Dena then takes us to the end of Ram’s Dvapara Yuga, when once again the gods incarnated as Krishna and Rukmini, but this time around, their approach had to be different from that of Ram and Sita, since humanity and the cosmic cycle was moving into the darkest phase of the four yugas, Kali Yuga, the era in which we now live. To combat the ignorance and evil that are the hallmarks of this era, Krishna uttered the guiding gem that is the Gita, but more than anything, he taught love. The epitome of that love was none other than Radha; her love was an utter absolution of self, and for her nothing existed outside or beyond her isht, Krishna. It is to that devotion that Krishna played his flute, and it is the hypnotic power of that love that rendered Radha tohelplessly perform the Ras leela. Her love was a pure prayer, a silent meditation, and it is what makes Radha divine, and thousands of years later, people still chant Radha-Krishna, and not Krishna-Radha.
It resonated with me that while Radha played the role of devotee, Rukmini Mata was silently and tirelessly upholding the spirit of humankind and lovingly guiding them through their daily grind of karma. She nursed, coddled, and wiped the tears of the sick, the lonely, and the woe-ridden, and held the hands of the dying during the Kurukshetra War, that culminated in death and destruction unmatched till date. She was the priestess that gave the common man his spiritual lessons, uplifting him to look beyond his body and its needs, joys, and sufferings, and to turn inwards towards his personal spiritual growth, which would eventually lead to an unbridled and eternal freedom. Moksha!

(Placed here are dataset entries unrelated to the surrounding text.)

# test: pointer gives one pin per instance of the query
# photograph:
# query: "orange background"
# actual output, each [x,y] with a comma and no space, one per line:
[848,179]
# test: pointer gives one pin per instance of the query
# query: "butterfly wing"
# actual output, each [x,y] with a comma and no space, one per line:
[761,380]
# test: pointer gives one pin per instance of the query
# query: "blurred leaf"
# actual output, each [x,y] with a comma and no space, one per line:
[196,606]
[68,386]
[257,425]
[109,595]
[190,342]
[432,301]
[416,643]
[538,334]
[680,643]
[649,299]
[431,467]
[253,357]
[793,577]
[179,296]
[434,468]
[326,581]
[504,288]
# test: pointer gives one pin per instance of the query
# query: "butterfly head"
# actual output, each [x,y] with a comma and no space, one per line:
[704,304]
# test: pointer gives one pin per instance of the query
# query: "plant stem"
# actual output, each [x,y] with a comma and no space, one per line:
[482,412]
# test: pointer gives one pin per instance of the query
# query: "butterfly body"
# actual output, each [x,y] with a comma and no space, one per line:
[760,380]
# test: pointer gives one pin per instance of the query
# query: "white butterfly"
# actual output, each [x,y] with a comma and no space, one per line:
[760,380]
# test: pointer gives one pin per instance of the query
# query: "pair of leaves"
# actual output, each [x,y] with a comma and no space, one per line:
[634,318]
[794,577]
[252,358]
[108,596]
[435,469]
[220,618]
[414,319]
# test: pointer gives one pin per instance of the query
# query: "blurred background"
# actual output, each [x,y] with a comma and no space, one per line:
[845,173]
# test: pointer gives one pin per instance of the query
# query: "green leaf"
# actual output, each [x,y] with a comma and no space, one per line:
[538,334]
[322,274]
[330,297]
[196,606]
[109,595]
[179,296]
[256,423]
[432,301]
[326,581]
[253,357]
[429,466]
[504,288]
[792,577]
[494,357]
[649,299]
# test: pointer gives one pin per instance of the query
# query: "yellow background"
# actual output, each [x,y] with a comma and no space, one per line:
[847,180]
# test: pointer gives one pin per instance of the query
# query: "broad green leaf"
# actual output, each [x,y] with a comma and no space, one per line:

Every sentence and line of the book by Dena Merriam are an adulation and gratitude towards Sita Ma and Rukmini Mata for having guided her through her very many lives till she finally reached the pinnacle of her spiritual growth, which she shares with the world in this book. The profoundly smooth transitions of each of her births to death, only to be reborn again, took away the sting and abject fear of death from me, and the book is worthy of not only a single reading, but to be re-read many times over to grasp the enormity of our precious human existence, and our potential to become gods.